Finishing 183 Main has been the centerpiece of Brzozowski’s tenure.
By Sally Mullen’s passing, lead and asbestos were removed. The challenge was “the adaptive reuse of the oldest brick building on Main Street.”
With guidance from preservation architects Crawford & Stearns, Syracuse, the first floor became an exhibition and lecture space, and a gift shop. Renovations revealed the tile floor, tin ceiling and lead glass windows.
There were expensive surprises. Architect Randy Crawford “claims he’s the only person who crawled in the crawl space” under the roof. He discovered there was no firewall – since installed – between 183 Main and its twin to the west.
With a grant from the late Assemblyman Bill Magee, D-Nelson, attention turned to the second floor, and how to keep it from collapsing into the first floor as the Sally Mullen Community Research Center, now almost complete, was installed there.
Finally, on Sept. 21, 2017, state Sen. Jim Seward, R-Milford, now retired, sponsored a $250,000 state grant to complete renovations of the third-floor ballroom, a piece Brzozowski has been developing for his successor, due to be announced in the next week.

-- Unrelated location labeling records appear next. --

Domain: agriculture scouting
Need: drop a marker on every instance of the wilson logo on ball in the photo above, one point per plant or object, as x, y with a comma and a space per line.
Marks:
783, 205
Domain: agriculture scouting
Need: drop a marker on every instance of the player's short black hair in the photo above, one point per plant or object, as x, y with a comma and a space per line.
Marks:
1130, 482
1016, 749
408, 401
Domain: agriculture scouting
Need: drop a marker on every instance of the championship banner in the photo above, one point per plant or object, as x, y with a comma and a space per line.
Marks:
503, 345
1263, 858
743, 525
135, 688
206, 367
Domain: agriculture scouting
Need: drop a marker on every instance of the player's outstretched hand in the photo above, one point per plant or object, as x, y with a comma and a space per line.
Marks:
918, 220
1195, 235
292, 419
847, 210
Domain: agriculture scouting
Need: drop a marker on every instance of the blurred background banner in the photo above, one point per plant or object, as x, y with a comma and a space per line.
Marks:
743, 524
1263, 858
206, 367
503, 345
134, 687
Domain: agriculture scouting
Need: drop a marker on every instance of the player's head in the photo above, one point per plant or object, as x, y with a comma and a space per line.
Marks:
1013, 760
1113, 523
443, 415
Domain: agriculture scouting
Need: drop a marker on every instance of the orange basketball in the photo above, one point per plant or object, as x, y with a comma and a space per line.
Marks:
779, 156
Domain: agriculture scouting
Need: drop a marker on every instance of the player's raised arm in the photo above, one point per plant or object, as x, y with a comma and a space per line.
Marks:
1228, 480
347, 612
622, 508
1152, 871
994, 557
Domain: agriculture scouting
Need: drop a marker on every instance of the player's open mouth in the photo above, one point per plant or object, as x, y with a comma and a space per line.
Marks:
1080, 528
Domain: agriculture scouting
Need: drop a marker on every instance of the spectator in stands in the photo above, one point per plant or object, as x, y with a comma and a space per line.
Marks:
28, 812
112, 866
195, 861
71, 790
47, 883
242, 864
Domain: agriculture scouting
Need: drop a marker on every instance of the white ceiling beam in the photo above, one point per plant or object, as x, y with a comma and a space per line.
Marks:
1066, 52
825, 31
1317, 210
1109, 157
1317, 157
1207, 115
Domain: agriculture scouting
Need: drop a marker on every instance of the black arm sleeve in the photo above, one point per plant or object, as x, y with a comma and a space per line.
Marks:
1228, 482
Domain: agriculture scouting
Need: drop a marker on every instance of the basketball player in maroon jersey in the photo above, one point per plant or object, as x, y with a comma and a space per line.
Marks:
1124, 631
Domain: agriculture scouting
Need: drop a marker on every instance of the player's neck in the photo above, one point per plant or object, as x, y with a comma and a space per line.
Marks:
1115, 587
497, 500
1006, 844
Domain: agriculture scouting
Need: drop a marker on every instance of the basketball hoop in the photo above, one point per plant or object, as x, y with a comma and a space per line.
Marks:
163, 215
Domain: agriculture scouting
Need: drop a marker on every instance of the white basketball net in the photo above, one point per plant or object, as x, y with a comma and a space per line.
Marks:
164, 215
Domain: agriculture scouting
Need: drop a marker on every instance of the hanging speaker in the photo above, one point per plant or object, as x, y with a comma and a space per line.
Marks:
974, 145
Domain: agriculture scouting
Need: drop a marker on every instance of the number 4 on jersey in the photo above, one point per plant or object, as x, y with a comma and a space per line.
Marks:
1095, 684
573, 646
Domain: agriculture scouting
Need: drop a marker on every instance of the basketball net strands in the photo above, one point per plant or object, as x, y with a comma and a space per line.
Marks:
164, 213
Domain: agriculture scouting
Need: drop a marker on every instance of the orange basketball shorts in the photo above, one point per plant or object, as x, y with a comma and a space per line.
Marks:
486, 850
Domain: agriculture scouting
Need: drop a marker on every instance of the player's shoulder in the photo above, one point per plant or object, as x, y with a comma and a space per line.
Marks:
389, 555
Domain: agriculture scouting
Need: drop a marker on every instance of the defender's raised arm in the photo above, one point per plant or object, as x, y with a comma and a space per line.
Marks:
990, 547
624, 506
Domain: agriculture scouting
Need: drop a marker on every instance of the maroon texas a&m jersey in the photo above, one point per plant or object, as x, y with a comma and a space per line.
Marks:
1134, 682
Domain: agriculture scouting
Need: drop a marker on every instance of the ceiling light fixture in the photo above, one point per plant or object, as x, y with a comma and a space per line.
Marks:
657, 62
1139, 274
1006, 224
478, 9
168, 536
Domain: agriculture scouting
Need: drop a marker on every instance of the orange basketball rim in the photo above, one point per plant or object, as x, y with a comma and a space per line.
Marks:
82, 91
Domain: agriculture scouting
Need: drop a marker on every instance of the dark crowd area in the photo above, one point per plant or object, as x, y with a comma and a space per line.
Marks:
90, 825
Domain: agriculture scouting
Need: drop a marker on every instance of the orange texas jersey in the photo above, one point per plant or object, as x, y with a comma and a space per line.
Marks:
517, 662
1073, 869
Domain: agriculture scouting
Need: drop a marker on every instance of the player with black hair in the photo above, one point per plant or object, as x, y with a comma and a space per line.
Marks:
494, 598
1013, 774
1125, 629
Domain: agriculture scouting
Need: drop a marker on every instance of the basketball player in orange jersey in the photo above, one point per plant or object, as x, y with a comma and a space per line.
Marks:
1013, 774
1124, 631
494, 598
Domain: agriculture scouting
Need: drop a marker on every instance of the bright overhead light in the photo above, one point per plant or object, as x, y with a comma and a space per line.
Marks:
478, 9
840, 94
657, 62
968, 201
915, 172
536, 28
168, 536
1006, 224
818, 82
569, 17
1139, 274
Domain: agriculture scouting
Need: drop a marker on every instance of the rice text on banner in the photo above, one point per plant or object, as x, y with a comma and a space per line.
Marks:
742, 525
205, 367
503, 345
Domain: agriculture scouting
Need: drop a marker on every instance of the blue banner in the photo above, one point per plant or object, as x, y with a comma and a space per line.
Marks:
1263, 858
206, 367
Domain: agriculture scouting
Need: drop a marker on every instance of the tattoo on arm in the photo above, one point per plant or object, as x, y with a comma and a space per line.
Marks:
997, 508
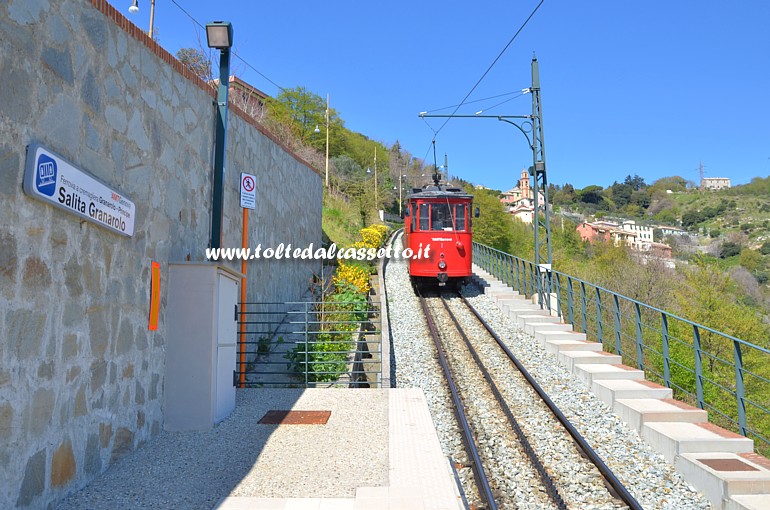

A lot more has happened: almost monthly programs and quarterly exhibits. “My favorite was a simple one: the 28-foot-long panoramic photo of Oneonta,” Brzozowski said. “It was fun to watch people pick out their homes, or share memories of buildings that are no longer there.”
Oneontans were reminded of the great Collis Huntington, a store clerk drawn to California by the 1849 Gold Rush, who became one of that state’s Big Four, responsible
for linking the first trans-continental railroad Promontory Point, Utah, on May 10, 1869.
And of the great Carleton Watkins, who went West as well, crafting photographs and paved the way for Ansel Adams.
And the collaboration of Oneonta artist Carol Mandigo and Hamden muralist Frank Anthony, to complete five murals on the History Center’s Dietz Street wall memorializing all the businesses that occupied 183 Main.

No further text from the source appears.